Food provision falls under the humanitarian wing of the Solidarity Fund. Its other two pillars are health response and behavioural change. Nzimande thinks that grumblings about the fund being slow to disburse the billions it has received in donations are unfounded. She and colleagues prefer to speak of “allocation” rather than “disbursement” because money is not just handed out willy-nilly.
“There are gates that bring in controls,” she says. “If an amount has been allocated and you are underperforming in what you are expected to deliver then the gate will close and you can’t access additional funds. There are conditions attached, and this is necessary because we want to be able to demonstrate to SA that the money has been well used.
“It’s easy to spend money but when you want to spend money well you do have to be quite considered about it. I think accusations of being slow are very unfair.”
Firepower
At the same time, she says the fund has the ability to effect change far more quickly than government organs are able to. As a partnership between public, private and civil sectors of society, the fund does not have the speed of a sole entrepreneur but is relatively unhampered by slow-moving bureaucracy.
“The firepower that can come from the government far exceeds the Solidarity Fund’s firepower,” Nzimande says, “but the fund can move with agility. If we were in some army or navy, we would be the little forward boat and the big submarine would still be coming.”

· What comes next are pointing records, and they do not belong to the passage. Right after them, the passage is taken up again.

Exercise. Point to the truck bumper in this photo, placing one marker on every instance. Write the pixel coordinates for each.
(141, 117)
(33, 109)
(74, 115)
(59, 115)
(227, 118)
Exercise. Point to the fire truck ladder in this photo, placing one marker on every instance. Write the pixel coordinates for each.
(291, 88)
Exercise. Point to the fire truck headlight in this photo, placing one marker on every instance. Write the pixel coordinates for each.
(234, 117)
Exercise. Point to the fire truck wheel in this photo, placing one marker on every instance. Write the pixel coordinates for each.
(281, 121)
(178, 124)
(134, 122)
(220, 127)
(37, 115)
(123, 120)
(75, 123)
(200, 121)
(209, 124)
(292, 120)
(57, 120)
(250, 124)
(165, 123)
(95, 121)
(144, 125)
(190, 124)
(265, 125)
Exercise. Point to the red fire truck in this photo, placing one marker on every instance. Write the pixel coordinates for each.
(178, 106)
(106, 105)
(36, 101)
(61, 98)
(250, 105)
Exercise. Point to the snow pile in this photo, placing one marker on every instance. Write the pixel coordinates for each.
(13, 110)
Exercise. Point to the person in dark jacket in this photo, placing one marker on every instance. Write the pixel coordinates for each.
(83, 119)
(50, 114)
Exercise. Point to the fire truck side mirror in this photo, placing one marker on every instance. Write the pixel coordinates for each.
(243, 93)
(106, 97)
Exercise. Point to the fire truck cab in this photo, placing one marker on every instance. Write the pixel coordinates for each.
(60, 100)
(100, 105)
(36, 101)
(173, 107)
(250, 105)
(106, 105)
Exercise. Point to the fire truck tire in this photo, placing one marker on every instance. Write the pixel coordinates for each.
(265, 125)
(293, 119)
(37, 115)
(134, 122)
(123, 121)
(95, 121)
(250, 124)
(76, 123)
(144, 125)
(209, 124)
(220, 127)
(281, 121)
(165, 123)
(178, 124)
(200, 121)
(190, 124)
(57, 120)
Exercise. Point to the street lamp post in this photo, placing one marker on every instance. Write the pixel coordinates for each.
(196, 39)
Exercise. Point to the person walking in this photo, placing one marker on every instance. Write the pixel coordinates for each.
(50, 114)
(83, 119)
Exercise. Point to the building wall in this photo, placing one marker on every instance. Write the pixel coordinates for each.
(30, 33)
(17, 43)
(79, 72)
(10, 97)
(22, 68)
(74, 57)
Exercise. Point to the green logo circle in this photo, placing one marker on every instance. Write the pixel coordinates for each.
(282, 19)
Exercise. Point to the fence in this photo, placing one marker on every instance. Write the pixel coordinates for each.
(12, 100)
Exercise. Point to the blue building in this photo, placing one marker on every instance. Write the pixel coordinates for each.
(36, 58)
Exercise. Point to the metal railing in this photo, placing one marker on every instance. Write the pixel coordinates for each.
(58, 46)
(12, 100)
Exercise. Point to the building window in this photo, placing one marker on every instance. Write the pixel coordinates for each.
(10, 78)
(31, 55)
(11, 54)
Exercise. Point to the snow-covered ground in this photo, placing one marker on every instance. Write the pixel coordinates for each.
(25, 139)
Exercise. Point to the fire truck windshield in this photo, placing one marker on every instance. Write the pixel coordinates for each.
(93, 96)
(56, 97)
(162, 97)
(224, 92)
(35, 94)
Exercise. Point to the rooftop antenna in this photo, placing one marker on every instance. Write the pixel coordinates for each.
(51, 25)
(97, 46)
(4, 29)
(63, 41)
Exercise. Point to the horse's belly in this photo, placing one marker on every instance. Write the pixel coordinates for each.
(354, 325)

She says that apart from controlling spend for maximum impact, part of the reason for not immediately allocating all donations is forward planning. “As I see it right now, we are about to experience a second wave of Covid-19 infections, which might only hit us in winter, so it would be foolhardy for us to spend everything right now and have nothing to offer when that happens. We are looking at our next-phase strategy, a vaccine is one of the big discussions on the table, as are rapid-testing kits. When these things come, whether it is the vaccine first or the second wave first, we need to be in a position to secure assistance for the vast majority of South Africans.”
As for the c-word foremost in every South African’s mind — corruption — Nzimande says the checks and balances embedded from donation to allocation are virtually fail-safe.
“Segregation of duties is a really important concept. Those who identify the beneficiaries or the projects to be supported are different from those who will actually run the monies and those who will press the button. And there are multiple contracts in between, so nothing is fuzzy. There is total transparency.”